Open since 1938, great food and good service, with blended chicory & coffee. Very quick to get your food out, so a good place to go in a rush as long as there isn’t a line. I had the crawfish étouffée omelette and a biscuit. Charles got the Famous Ferdi Special debris sandwich, which was functionally two sandwiches. Even with our 3-meal-per-day eat out goal, we were so stuffed we couldn’t eat again until dinner.

Pretty fun, laid-back place for BBQ and pool. A little empty because of COVID, but the outdoor seating was great people watching. Drink specials were legitimately special and really cheap, so that was fun, and there were plenty of beers on tap. The BBQ was pretty damn good, especially for the price/ease.

Of all the places we went, the least memorable. Fine atmosphere and coffee, and good ingredients in the food, but a very limited menu and they run out of anything interesting early. Feels more California than NOLA.

Famous muffuletta sandwich, a very worthwhile visit as long as you are very passionate about olives. Half size is plenty for a single person, or two people who want a light lunch. In & out, no seating, but right in the French Quarter so there are plenty of spots to sit and eat.

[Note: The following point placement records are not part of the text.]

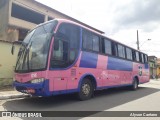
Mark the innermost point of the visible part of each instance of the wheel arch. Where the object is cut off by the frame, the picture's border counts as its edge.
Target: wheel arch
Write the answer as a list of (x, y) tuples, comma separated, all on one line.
[(90, 77), (137, 78)]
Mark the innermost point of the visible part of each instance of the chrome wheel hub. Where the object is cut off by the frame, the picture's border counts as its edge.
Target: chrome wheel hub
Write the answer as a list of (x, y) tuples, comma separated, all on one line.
[(86, 89)]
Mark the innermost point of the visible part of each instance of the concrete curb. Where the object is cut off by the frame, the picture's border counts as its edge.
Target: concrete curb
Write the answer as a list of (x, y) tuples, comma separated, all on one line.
[(13, 96)]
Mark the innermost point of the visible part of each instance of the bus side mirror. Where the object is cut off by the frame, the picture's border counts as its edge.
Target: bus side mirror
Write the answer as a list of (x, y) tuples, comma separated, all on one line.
[(12, 49), (13, 46), (56, 44)]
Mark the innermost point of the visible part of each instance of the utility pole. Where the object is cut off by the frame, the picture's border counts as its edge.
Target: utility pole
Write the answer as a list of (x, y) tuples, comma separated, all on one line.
[(137, 41)]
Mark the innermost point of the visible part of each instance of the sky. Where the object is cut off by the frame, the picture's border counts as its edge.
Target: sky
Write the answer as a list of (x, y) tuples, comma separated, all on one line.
[(119, 19)]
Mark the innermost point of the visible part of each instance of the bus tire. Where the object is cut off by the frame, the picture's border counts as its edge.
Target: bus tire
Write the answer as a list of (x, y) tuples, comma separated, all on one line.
[(86, 90), (134, 84)]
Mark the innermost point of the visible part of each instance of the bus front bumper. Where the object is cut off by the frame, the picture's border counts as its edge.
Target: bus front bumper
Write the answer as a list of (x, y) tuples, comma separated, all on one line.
[(35, 89)]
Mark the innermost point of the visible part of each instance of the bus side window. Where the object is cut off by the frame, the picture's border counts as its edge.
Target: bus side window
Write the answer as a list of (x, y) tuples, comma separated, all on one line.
[(146, 58), (106, 46), (129, 54), (137, 56), (114, 49), (121, 51), (90, 41), (142, 57)]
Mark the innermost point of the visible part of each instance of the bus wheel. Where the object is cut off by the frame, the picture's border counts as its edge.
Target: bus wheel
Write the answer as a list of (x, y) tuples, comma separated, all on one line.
[(135, 84), (86, 90)]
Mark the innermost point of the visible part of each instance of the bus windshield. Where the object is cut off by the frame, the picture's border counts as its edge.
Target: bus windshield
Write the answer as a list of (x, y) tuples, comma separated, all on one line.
[(34, 50)]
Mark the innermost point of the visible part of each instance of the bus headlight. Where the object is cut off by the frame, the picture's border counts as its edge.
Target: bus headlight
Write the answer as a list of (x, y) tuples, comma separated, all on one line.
[(38, 80)]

Our last dinner in NOLA was Jacque-Imo’s (hey now!), boasting warm beer, lousy food, and poor service. Unfortunately, they failed in every respect – fine beer, delightful food, and phenomenal service. If you don’t want a long wait, a reservation is recommended. In non-pandemic times, the next door music venue (Blue Nile) is an easy place to spend time, but it was closed while we were there, so we arrived at our reservation time. Cornbread as the table starter, delightful. The alligator cheesecake came highly recommended (apparently more eggy than cheesecakey), but we got two of the different white fish specials. Some of the best cooked fish I have had in a long time. The atmosphere was a lot of fun, very colorful and funky.

Other recommendations (we missed on this trip because of when they were open, how limited our time was, and various COVID closures):

  • Cochon – oyster BLT and baked oysters, pork belly sandwich
  • Domilse’s – poboys / bar
  • Felix’s – oysters
  • Napoleon House – shrimp remoulade and pimm’s cups
  • Stanley’s – any of their soft shell crab meals, especially benedict or poboy
  • Acme Oyster – baked oysters
  • Elizabeth’s – brunch
  • Willie Mae’s – friend chicken
  • Lola’s – Spanish cuisine with NOLA atmosphere. BYOB for waiting in the line – it can take a while to get in, so everybody does it, and make new friends while you wait.

Overall, gotta go back. The music, the food, the vibes, the walking beers, the people, the sights, the smells… and we were not there for a single weekend day.